I don't have the gift of prophecy but God gave me a bit of a prophetic gift one day to meet someone's need. It happened this way: I was praying and then I saw a picture in my mind, clear as day, of a lady that I had worked with. She went to school with my husband. What I saw was her sitting in an office crying and Jesus was standing behind her with His hands on her shoulders. I knew that I had to find her. So I found my husband and said we have to go and find ______. I said she's in an office. My husband knew where her husband's business was, so we drove there. I went in and there she was. I said, "God sent me here to tell you that everything is going to be alright." She said, "I just received divorce papers from my husband." She said "Is that all? Is that why you came?" I told her about the picture of her that I saw in my mind, and that God had sent me to her. It comforted her, and everything did turn out ok for her. She's remarried now.

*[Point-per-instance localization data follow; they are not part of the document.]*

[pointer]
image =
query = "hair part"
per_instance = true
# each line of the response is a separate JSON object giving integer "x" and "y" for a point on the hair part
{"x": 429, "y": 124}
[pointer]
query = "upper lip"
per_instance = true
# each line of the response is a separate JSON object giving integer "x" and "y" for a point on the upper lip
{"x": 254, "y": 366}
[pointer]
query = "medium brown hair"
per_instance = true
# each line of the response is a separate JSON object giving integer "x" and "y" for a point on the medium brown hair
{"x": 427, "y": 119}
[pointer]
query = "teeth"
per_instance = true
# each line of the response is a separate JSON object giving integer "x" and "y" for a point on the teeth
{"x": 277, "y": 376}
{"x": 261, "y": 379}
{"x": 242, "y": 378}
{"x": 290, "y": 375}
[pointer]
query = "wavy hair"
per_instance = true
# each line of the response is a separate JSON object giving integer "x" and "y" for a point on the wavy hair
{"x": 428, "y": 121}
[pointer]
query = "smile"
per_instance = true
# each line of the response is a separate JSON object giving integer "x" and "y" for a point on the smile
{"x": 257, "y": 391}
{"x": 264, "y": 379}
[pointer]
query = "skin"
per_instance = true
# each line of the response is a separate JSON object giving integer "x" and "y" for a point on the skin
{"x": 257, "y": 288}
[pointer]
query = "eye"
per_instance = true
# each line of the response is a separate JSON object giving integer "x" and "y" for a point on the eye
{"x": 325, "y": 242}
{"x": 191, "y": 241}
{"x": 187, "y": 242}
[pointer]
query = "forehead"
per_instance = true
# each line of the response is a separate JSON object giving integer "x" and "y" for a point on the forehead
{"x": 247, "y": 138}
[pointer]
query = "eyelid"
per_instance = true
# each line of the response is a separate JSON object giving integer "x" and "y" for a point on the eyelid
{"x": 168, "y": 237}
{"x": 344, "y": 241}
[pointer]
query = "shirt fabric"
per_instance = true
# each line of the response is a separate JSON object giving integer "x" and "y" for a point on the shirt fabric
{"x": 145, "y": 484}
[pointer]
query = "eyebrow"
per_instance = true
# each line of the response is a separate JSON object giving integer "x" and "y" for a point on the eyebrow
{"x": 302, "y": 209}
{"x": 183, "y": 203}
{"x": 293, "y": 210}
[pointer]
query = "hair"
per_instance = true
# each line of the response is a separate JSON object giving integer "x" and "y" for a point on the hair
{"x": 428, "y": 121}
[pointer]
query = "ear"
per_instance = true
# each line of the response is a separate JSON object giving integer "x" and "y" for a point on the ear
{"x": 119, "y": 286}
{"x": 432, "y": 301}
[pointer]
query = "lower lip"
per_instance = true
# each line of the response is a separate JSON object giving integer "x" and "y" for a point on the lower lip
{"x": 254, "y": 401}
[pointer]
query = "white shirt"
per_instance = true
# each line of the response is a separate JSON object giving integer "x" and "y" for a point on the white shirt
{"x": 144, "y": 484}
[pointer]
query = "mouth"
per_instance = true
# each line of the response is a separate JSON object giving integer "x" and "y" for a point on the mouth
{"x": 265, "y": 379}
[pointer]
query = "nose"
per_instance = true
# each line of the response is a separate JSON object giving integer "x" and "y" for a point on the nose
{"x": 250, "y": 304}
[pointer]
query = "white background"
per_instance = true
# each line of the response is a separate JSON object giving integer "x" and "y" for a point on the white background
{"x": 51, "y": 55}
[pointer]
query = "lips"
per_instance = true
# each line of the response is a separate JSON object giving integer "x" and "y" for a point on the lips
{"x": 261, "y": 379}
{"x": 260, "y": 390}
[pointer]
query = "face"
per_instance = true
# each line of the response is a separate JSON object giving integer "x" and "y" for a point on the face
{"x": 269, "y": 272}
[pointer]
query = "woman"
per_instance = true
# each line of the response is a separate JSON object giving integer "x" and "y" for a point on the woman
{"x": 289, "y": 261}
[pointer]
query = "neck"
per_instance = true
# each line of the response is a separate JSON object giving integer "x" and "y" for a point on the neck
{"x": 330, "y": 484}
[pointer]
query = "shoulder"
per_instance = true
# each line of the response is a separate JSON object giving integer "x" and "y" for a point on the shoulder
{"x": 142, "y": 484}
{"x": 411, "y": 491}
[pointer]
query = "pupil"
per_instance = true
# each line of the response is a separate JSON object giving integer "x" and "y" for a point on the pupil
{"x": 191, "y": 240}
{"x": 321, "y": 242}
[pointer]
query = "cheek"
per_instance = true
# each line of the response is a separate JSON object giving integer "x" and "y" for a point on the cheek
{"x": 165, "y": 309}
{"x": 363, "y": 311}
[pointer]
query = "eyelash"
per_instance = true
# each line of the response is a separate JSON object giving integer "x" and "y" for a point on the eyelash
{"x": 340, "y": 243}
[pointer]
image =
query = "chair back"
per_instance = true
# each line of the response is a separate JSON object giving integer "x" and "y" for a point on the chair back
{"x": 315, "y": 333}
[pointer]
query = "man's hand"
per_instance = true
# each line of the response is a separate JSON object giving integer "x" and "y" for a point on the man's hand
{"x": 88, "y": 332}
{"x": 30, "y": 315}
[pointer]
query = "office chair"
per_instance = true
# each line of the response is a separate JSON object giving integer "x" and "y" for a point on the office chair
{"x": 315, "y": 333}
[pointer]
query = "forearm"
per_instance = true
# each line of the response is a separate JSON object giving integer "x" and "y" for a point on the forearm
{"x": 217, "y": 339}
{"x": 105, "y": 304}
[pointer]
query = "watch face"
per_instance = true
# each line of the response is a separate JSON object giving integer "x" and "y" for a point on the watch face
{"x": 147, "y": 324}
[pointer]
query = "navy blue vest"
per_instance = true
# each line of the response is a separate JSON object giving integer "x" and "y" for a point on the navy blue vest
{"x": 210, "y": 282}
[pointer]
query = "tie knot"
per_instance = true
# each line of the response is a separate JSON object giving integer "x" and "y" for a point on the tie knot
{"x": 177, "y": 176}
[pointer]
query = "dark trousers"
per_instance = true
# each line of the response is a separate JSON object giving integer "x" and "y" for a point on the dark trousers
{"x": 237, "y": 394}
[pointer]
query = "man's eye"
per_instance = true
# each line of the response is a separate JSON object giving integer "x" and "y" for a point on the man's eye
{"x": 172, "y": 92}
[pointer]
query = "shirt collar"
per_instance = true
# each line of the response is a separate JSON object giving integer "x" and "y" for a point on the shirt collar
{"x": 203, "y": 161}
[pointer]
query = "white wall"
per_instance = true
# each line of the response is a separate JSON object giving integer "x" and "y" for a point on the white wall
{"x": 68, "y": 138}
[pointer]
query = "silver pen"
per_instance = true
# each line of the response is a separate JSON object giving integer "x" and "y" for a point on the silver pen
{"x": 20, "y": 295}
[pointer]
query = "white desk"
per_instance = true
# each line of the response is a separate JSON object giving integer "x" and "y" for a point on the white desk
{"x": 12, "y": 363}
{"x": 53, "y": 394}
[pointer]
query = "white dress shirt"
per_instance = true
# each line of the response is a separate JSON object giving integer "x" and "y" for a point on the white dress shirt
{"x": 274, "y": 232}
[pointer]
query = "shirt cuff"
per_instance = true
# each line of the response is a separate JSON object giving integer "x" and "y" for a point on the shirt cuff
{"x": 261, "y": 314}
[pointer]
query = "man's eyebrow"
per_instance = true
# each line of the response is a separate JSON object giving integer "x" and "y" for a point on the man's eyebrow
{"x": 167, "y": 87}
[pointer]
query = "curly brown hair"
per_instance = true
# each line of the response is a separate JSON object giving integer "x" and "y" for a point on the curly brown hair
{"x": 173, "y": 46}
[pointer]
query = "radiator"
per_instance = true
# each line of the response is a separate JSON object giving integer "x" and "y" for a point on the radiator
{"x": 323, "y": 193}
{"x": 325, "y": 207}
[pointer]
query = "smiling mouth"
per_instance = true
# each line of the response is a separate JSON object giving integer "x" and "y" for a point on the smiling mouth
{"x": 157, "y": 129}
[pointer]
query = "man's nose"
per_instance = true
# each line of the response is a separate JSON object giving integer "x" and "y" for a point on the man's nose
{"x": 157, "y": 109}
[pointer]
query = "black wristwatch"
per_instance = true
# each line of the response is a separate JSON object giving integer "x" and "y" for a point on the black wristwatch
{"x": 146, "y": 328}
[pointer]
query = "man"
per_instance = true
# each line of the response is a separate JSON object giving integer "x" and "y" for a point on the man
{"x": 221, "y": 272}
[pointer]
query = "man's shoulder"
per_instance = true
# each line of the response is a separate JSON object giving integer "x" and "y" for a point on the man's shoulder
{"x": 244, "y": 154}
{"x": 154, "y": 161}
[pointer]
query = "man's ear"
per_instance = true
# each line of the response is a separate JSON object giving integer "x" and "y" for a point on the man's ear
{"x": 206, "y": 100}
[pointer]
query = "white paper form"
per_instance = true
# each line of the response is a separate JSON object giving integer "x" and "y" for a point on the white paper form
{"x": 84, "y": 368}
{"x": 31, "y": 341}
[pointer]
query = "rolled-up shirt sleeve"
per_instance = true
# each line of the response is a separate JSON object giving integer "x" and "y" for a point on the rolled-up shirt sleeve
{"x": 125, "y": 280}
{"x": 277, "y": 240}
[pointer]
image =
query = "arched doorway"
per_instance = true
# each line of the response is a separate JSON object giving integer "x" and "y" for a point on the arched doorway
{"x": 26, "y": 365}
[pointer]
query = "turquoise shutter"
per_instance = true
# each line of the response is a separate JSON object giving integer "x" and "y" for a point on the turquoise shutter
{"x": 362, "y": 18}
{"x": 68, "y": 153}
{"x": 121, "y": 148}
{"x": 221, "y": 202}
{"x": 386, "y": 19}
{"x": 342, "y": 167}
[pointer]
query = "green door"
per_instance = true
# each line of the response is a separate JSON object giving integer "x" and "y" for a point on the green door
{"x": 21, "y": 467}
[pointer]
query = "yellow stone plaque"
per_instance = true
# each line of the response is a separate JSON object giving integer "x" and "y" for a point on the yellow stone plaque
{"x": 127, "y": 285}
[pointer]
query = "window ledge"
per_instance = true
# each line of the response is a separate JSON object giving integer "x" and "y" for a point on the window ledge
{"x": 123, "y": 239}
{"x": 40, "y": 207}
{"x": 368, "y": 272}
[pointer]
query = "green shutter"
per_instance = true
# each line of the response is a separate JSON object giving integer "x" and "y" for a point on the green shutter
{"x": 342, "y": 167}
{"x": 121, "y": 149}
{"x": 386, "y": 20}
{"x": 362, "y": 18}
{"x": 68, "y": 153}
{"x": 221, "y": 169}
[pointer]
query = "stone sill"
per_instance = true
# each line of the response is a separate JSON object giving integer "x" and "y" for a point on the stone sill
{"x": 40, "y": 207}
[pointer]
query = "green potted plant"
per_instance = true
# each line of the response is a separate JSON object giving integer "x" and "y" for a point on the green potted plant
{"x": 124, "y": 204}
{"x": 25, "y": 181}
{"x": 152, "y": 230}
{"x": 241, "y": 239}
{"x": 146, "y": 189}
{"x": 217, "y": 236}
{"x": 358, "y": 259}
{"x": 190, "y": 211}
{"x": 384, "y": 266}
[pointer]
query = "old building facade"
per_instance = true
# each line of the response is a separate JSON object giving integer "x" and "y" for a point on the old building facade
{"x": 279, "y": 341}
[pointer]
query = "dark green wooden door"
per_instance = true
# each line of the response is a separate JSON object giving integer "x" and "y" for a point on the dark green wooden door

So, I guess that was a word of knowledge, and I don't doubt it when people receive a message from God. I think we see the prophetic gifts clearly in Scripture, like when Agabus said there would be a famine and there was (Acts 11:28). I've had people prophesy over me, and have their words come true.
In The Pursuit of God, A. W. Tozer writes, "Jesus taught that He wrought His works by always keeping His inward eyes upon His Father. His power lay in His continuous look at God (John 5:19-21)."